Un organismo regulador financiero británico ha multado a una filial de Apple con 390.000 libras esterlinas después de que la empresa realizara pagos a un servicio de streaming ruso vinculado a un banco sancionado.
Apple Distribution International, una filial con sede en Irlanda del gigante tecnológico estadounidense, ordenó a un banco británico que enviara dos pagos por un total de más de 635.000 libras esterlinas a Okko, una plataforma rusa de transmisión de vídeo.
Los pagos se realizaron en junio y julio de 2022 a través de una cuenta bancaria británica perteneciente a la filial.
Se cree que los pagos a Okko procedían de clientes que habían adquirido los servicios de la aplicación.
Según el modelo de pago de Apple , la empresa recauda dinero de los usuarios y luego lo transfiere a los desarrolladores de aplicaciones, quedándose con una parte como comisión.
Okko había sido adquirida por Sberbank, el banco más grande de Rusia, en 2018. Después de que Rusia lanzara su invasión a gran escala de Ucrania en febrero de 2022, Sberbank se convirtió en una de las primeras empresas rusas incluidas en la lista de sanciones del Reino Unido.
Posteriormente, Okko fue vendida a una empresa llamada JSC New Opportunities, que el gobierno del Reino Unido incluyó en su propia lista de sanciones en junio de 2022.
Un centro de estudios estadounidense, la Fundación para la Defensa de las Democracias, sugirió que la venta parecía un intento de sacar el activo del alcance de las sanciones occidentales.
Ambos pagos de Apple se produjeron después de que JSC New Opportunities ya hubiera sido sancionada, aunque existe la posibilidad de que al menos una de las transacciones reflejara compras de clientes realizadas antes de que comenzara la guerra.
Este caso también destaca por ser el primero tramitado bajo un nuevo sistema de revisión más rápido que el organismo de control introdujo en febrero de 2026.
El organismo de control reconoció que Apple no tenía motivos claros para sospechar que los pagos infringirían la ley.
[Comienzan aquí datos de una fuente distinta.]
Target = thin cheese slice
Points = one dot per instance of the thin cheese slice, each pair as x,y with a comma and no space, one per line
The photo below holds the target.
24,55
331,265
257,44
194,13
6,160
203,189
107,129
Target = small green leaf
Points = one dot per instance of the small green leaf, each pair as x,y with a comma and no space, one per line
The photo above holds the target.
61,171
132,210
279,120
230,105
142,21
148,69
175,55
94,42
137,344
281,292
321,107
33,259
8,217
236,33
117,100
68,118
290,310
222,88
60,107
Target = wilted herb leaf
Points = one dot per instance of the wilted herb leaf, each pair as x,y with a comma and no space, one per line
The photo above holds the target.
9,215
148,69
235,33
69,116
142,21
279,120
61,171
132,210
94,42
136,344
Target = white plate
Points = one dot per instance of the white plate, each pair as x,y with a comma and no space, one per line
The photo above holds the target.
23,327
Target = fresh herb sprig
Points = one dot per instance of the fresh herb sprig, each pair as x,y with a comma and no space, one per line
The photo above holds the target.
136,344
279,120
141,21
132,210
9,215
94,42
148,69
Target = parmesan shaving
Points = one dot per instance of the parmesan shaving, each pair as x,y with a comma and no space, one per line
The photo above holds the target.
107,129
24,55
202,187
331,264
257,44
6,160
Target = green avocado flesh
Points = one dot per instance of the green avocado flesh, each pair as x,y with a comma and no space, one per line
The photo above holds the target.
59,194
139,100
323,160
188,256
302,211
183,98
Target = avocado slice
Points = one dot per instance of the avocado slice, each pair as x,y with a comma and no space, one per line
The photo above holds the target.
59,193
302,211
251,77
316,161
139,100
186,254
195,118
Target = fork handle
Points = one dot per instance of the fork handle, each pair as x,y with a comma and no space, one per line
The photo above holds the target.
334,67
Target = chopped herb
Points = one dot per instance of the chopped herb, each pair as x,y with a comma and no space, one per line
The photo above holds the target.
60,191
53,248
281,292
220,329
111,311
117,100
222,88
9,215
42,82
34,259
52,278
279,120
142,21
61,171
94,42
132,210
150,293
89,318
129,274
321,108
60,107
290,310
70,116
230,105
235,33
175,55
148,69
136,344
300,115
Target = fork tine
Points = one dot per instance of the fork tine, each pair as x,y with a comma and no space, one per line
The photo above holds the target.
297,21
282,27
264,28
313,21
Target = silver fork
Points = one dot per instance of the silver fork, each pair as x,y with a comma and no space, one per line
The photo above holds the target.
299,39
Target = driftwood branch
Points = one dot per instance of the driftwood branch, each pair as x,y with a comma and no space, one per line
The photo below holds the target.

Señaló que, si bien en aquel momento circulaban artículos periodísticos que informaban de que Okko era propiedad exclusiva de una persona sancionada, no existían pruebas de que Apple o las empresas de verificación externas que utilizaba los hubieran visto.
Un de Apple declaró: «Cumplimos con las leyes de los países donde operamos y nos tomamos muy en serio el cumplimiento de las sanciones. Tras dent dos pagos a un desarrollador que días antes se había afiliado a una entidad sancionada, informamos de inmediato y de forma proactiva al gobierno del Reino Unido. Trabajamos constantemente para mejorar nuestros protocolos de cumplimiento, que ya son sólidos y se ajustan a los estándares del sector».
Sin embargo, el organismo de control hizo hincapié en que las empresas deben contar con controles sólidos para vigilar con quién hacen negocios.
También advirtió que subcontratar ese trabajo a empresas de verificación de terceros conlleva sus propios riesgos .
Este caso demuestra las limitaciones de los sistemas automatizados actuales en tiempos volátiles, lo que lleva a las empresas a recurrir rápidamente a la IA para una mejor monitorización en tiempo real; sin embargo, un informe de eflow de marzo de 2026 advierte que esta automatización aumentará y creará nuevos riesgos de cumplimiento normativo.
Un nuevo estudio global realizado por eflow revela que los altos responsables de cumplimiento normativo están sintiendo la presión a medida que la política mundial y los rápidos cambios tecnológicos transforman su trabajo diario.
Tras entrevistar a 300 altos responsables de la toma de decisiones, el informe pone de manifiesto una importante brecha entre los riesgos que perciben estos profesionales y las herramientas de las que disponen para gestionarlos.
Las cifras reflejan una creciente preocupación. Alrededor del 54% de las empresas admiten que la inestabilidad global está dificultando enormemente el trabajo de sus equipos de vigilancia.
Además, el 65% afirma estar preocupado por la confusión o la falta de claridad en la normativa.
Si bien el 69 % de los encuestados prevé que el rápido auge de la IA provocará problemas específicos de cumplimiento normativo en los próximos 12 meses, muy pocos están realmente preparados. De hecho, solo el 16 % de las empresas ha finalizado la integración de la IA en sus sistemas de monitorización de operaciones.
En definitiva, el descuido de Apple sirve como un ejemplo destacado de la "brecha de ejecución"denten el informe eflow, donde incluso los gigantes tecnológicos con mayores recursos del mundo no logran conciliar los procesos de selección tradicionales con la vertiginosa velocidad de los cambios geopolíticos modernos.